Pourquoi une simple table de conversion ne suffit pas
Le passage des French GAAP aux IFRS ne repose pas uniquement sur un mapping de comptes. Il implique des retraitements, des évaluations différentes et parfois des données absentes de la comptabilité locale.
Quelques écarts structurants
Regroupements d’entreprises et goodwill
Les règles d’identification et d’évaluation des actifs acquis, du goodwill et des intérêts minoritaires peuvent différer. En IFRS, le goodwill n’est pas amorti mais soumis à des tests de dépréciation, tandis que les règles françaises peuvent conduire à des traitements distincts selon le référentiel appliqué.
Contrats de location
IFRS 16 conduit le preneur à reconnaître généralement un actif de droit d’utilisation et une dette locative. Les comptes sociaux français restent souvent fondés sur une distinction différente, ce qui crée des retraitements récurrents.
Avantages au personnel
IAS 19 encadre l’évaluation actuarielle et la présentation des engagements. Les données nécessaires dépassent fréquemment les informations disponibles dans le grand livre local.
Instruments financiers
IFRS 9 impose des classifications, évaluations et modèles de dépréciation spécifiques, notamment le modèle des pertes de crédit attendues. Les comptes français peuvent suivre une logique plus proche du coût historique et du risque avéré.

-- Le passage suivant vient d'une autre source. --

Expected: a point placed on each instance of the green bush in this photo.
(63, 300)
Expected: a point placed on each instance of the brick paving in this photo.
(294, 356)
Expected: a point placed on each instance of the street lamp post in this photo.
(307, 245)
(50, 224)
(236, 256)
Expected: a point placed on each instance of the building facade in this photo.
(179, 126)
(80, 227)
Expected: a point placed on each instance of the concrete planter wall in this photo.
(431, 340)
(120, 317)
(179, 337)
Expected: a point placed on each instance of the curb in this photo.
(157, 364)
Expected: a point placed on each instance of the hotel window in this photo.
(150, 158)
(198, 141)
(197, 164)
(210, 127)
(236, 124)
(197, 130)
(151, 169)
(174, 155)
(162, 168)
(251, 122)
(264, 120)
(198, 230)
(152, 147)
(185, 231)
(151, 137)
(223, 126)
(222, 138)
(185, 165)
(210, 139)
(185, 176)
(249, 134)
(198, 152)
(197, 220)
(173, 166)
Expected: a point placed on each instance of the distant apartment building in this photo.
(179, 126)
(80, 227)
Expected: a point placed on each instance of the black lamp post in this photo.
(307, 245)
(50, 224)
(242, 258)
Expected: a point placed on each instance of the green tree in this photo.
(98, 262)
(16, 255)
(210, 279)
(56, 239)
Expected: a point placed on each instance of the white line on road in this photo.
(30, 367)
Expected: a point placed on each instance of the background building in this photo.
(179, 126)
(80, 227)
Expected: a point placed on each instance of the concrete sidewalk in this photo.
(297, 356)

Immobilisations et dépréciations
Les composants, durées d’utilité, valeurs résiduelles et tests de dépréciation doivent être analysés. IAS 36 introduit notamment une approche par unités génératrices de trésorerie.

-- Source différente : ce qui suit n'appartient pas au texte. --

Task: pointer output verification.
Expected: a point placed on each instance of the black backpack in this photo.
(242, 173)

Présentation et informations à fournir
Les IFRS exigent un niveau d’information et de justification souvent plus développé. IFRS 18 renforcera encore la structure du compte de résultat, la désagrégation et l’encadrement des indicateurs de performance.
Organiser le multi-normes dans l’EPM
- conserver une donnée locale inchangée ;
- identifier chaque retraitement par référentiel ;
- gérer des journaux d’ajustement séparés ;
- documenter les règles et leur justification ;
- permettre plusieurs hiérarchies de restitution ;
- réconcilier les capitaux propres et le résultat entre normes.
Le rôle essentiel de la piste d’audit
Chaque écart doit pouvoir être expliqué depuis le compte local jusqu’au montant IFRS publié. Un journal de retraitement doit préciser son propriétaire, sa période d’application, son caractère récurrent et sa contrepassation éventuelle.
Éviter les retraitements de dernière minute
Les écarts récurrents doivent être industrialisés dans le calendrier de clôture. Les données nécessaires aux loyers, engagements sociaux, instruments financiers ou tests de dépréciation doivent être collectées en amont.
Un modèle multi-normes bien conçu permet de produire différentes vues sans dupliquer les données et d’intégrer plus rapidement de nouvelles entités. Il transforme la conversion normative en processus gouverné plutôt qu’en exercice Excel annuel.